Niepokojące zjawisko obserwuje się w resorcie Obrony Narodowej i wśród polityków odpowiadających za bezpieczeństwo: fakt toczącej się wojny został wykorzystany do kreowania „polityki” bezpieczeństwa. W trybie ekstraordynaryjnym przygotowano nową regulację prawną, która nie została poddana rzetelnej dyskusji eksperckiej i społecznej, a jej przyjęcie w parlamencie było poprzedzone wręcz szantażem politycznym. Kto podejmował próbę wskazywania niedoskonałości merytorycznych Ustawy o obronie Ojczyzny musiał liczyć się z krytyką, że nie zależy mu na bezpieczeństwie kraju w obliczu wojny toczącej się za naszą wschodnią granicą. Tak powstała ustawa, która jest zlepkiem istniejących wcześniej regulacji różnych poziomów – ustaw i rozporządzeń. Cel wprowadzenia tej ustawy 3 marca w Sejmie RP przedstawił minister Mariusz Błaszczak: „To ustawa, dzięki której nie tylko zwiększymy liczebność Wojska Polskiego, ale również wydatki na Siły Zbrojne RP, odtworzymy system rezerw, zachęcimy żołnierzy do pozostania w służbie oraz wdrożymy koncepcję obrony powszechnej.
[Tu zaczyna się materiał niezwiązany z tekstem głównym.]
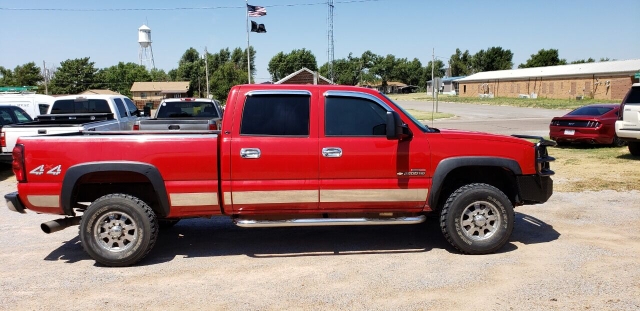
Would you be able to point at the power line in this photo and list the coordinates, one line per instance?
(177, 8)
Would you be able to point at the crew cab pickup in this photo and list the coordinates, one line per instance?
(287, 155)
(74, 113)
(183, 114)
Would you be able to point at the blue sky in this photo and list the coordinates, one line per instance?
(405, 28)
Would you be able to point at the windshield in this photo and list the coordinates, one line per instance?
(590, 111)
(422, 127)
(80, 106)
(188, 109)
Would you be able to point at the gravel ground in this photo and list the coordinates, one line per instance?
(578, 251)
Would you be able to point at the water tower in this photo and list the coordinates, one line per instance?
(145, 54)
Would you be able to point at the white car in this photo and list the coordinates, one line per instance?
(628, 124)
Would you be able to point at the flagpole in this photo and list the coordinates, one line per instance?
(248, 50)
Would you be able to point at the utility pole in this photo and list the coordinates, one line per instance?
(45, 76)
(206, 68)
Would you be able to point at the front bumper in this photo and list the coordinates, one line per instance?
(534, 189)
(14, 203)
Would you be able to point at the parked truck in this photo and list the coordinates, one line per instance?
(183, 114)
(287, 155)
(74, 113)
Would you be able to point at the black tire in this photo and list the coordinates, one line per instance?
(617, 142)
(492, 214)
(118, 230)
(166, 224)
(634, 148)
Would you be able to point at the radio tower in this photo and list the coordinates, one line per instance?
(330, 54)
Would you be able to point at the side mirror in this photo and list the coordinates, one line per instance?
(394, 125)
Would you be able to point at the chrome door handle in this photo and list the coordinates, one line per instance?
(250, 153)
(331, 152)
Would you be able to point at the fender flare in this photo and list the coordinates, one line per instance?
(447, 165)
(75, 172)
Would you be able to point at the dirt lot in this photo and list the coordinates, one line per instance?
(579, 251)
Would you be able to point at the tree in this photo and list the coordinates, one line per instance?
(6, 77)
(583, 61)
(282, 64)
(225, 77)
(544, 58)
(73, 76)
(159, 75)
(191, 68)
(27, 75)
(121, 77)
(346, 71)
(494, 58)
(461, 63)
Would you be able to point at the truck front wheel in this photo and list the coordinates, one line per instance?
(118, 230)
(477, 219)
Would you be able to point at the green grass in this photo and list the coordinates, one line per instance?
(547, 103)
(426, 115)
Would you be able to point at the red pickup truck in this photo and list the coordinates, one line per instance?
(287, 155)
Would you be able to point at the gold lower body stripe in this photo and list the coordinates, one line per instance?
(374, 195)
(194, 199)
(44, 200)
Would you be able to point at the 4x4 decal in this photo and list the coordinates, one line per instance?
(56, 170)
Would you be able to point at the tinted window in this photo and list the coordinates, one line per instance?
(276, 115)
(21, 116)
(5, 117)
(590, 111)
(130, 105)
(44, 108)
(346, 116)
(120, 105)
(634, 96)
(80, 106)
(193, 109)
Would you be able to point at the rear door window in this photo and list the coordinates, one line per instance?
(120, 106)
(130, 105)
(80, 106)
(634, 96)
(276, 115)
(21, 116)
(5, 117)
(188, 109)
(347, 116)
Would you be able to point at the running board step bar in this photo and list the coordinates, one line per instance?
(312, 222)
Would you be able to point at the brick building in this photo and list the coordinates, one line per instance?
(153, 92)
(602, 80)
(304, 76)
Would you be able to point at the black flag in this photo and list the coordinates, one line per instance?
(259, 28)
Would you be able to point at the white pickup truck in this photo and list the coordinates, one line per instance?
(184, 114)
(628, 124)
(74, 113)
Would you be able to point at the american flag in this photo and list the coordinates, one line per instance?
(256, 11)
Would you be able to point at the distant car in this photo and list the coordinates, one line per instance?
(593, 124)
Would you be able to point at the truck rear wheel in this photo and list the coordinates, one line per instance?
(477, 219)
(118, 230)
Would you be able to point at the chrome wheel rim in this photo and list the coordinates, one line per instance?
(116, 232)
(480, 220)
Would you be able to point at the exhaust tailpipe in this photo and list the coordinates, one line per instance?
(59, 224)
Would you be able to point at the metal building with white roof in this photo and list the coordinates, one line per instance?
(602, 80)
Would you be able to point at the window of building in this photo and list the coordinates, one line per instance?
(276, 115)
(349, 116)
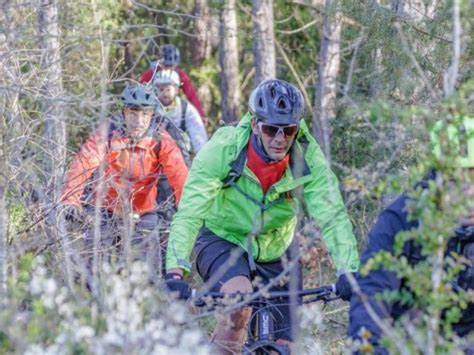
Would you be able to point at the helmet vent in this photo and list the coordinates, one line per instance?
(281, 104)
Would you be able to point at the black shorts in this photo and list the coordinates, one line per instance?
(218, 261)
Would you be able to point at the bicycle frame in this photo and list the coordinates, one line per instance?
(261, 339)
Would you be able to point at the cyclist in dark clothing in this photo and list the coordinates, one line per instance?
(395, 219)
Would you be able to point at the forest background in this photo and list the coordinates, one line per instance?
(375, 75)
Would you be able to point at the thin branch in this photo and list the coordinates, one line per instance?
(451, 74)
(295, 74)
(414, 61)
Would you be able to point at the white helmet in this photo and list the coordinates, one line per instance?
(167, 77)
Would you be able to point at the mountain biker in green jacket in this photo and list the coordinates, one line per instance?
(242, 200)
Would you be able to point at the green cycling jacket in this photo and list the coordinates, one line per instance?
(233, 206)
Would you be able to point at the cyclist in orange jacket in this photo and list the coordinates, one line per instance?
(117, 170)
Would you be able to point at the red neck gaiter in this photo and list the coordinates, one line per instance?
(267, 173)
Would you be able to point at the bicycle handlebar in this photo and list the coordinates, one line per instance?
(321, 293)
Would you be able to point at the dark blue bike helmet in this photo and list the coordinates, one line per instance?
(169, 55)
(277, 102)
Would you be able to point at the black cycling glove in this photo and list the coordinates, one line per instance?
(175, 284)
(343, 287)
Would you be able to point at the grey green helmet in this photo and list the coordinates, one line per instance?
(167, 77)
(139, 96)
(277, 102)
(169, 55)
(453, 142)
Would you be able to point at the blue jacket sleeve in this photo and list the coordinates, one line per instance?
(391, 221)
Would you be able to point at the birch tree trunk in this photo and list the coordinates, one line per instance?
(54, 136)
(9, 128)
(263, 40)
(51, 94)
(328, 70)
(200, 45)
(229, 62)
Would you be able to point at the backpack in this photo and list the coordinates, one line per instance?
(177, 133)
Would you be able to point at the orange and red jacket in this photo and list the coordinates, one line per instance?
(130, 169)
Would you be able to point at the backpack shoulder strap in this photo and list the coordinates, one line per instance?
(236, 169)
(184, 108)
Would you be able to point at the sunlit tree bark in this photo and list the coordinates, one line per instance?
(229, 62)
(328, 70)
(263, 40)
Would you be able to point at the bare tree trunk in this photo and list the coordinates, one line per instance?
(51, 93)
(9, 128)
(263, 40)
(4, 164)
(229, 62)
(326, 86)
(200, 45)
(54, 135)
(129, 47)
(451, 74)
(3, 217)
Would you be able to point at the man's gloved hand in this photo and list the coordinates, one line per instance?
(175, 283)
(73, 213)
(343, 286)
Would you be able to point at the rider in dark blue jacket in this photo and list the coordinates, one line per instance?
(395, 219)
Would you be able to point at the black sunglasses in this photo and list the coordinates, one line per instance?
(273, 130)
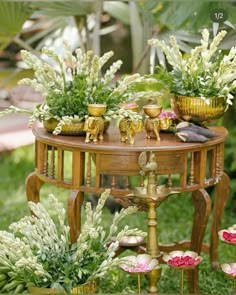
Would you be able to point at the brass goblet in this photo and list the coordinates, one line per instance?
(96, 109)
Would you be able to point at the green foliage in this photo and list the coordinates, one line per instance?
(73, 82)
(204, 72)
(43, 255)
(174, 223)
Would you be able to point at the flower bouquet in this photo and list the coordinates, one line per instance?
(37, 252)
(72, 82)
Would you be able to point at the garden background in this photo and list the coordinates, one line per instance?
(124, 27)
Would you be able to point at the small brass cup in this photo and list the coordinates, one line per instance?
(152, 110)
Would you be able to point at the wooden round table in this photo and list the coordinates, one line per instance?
(186, 167)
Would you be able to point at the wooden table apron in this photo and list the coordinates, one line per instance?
(186, 167)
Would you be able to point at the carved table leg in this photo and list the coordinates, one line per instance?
(32, 187)
(221, 195)
(75, 202)
(202, 205)
(152, 246)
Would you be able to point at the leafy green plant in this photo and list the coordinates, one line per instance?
(38, 251)
(73, 82)
(205, 72)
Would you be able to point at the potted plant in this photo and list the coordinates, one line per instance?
(71, 83)
(37, 253)
(202, 82)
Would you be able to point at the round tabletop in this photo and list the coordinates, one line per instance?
(169, 141)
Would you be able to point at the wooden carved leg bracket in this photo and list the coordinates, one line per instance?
(221, 195)
(75, 202)
(202, 205)
(32, 187)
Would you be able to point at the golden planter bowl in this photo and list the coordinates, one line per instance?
(197, 109)
(132, 106)
(67, 129)
(73, 129)
(152, 110)
(96, 109)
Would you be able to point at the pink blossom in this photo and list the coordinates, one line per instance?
(183, 261)
(140, 267)
(229, 269)
(168, 114)
(229, 237)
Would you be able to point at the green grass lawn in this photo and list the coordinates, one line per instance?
(174, 224)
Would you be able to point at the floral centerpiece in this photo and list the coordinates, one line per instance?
(204, 73)
(38, 251)
(70, 83)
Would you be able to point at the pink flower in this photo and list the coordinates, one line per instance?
(168, 114)
(229, 269)
(180, 259)
(229, 235)
(140, 264)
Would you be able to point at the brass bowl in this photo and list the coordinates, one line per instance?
(152, 110)
(67, 129)
(129, 106)
(197, 109)
(73, 129)
(96, 109)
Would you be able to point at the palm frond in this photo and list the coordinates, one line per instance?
(67, 8)
(12, 17)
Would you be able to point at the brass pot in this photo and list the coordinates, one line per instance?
(96, 109)
(152, 110)
(197, 109)
(76, 129)
(86, 288)
(67, 129)
(132, 106)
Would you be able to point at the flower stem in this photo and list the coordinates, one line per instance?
(182, 282)
(139, 284)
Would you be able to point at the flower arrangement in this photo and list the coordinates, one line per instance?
(228, 235)
(38, 251)
(205, 72)
(181, 259)
(72, 83)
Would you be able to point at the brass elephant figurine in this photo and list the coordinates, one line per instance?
(94, 128)
(154, 125)
(128, 128)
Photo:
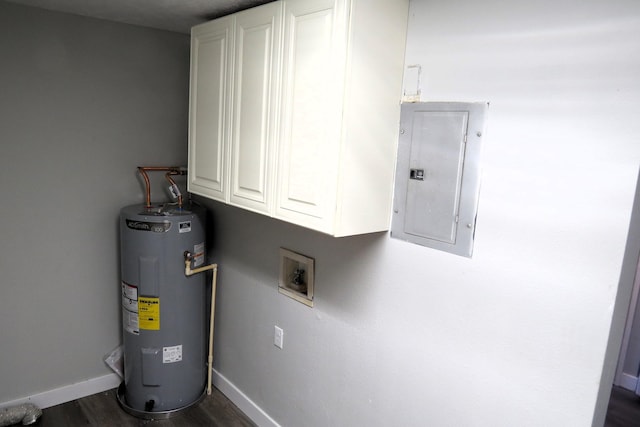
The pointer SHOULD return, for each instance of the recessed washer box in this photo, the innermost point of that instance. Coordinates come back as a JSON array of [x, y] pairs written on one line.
[[296, 276]]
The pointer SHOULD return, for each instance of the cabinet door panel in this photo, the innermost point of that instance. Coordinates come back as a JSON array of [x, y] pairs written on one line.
[[310, 116], [209, 129], [254, 107]]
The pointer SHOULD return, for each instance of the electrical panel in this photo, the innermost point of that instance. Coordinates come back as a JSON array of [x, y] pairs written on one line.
[[438, 174]]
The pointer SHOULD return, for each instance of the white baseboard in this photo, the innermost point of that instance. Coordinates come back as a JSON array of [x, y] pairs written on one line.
[[69, 392], [107, 382], [628, 382], [242, 401]]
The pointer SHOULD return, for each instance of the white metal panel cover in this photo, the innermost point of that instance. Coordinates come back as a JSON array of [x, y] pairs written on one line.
[[437, 175]]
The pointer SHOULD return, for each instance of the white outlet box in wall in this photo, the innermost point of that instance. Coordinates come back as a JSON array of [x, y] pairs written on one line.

To dobre przepisy na trudne czasy.” Paradoks polega na tym, że każdy z tych postulatów można było spełnić w oparciu o istniejące przepisy, ewentualnie nowelizując którąś z istniejących ustaw, jak na przykład Ustawę o przebudowie i modernizacji technicznej oraz finasowaniu Sił Zbrojnych Rzeczpospolitej Polskiej, która określa wielkość odsetka PKB przeznaczanego z budżetu państwa na obronność. Nie było potrzeby likwidowania czternastu ustaw dla powstania jednej, która jest tak niedoskonała jak zapisy „Polskiego Ładu”, tylko jej skutki będziemy odczuwać w perspektywie lat, bowiem zakłada ona dominację ilości nad jakością.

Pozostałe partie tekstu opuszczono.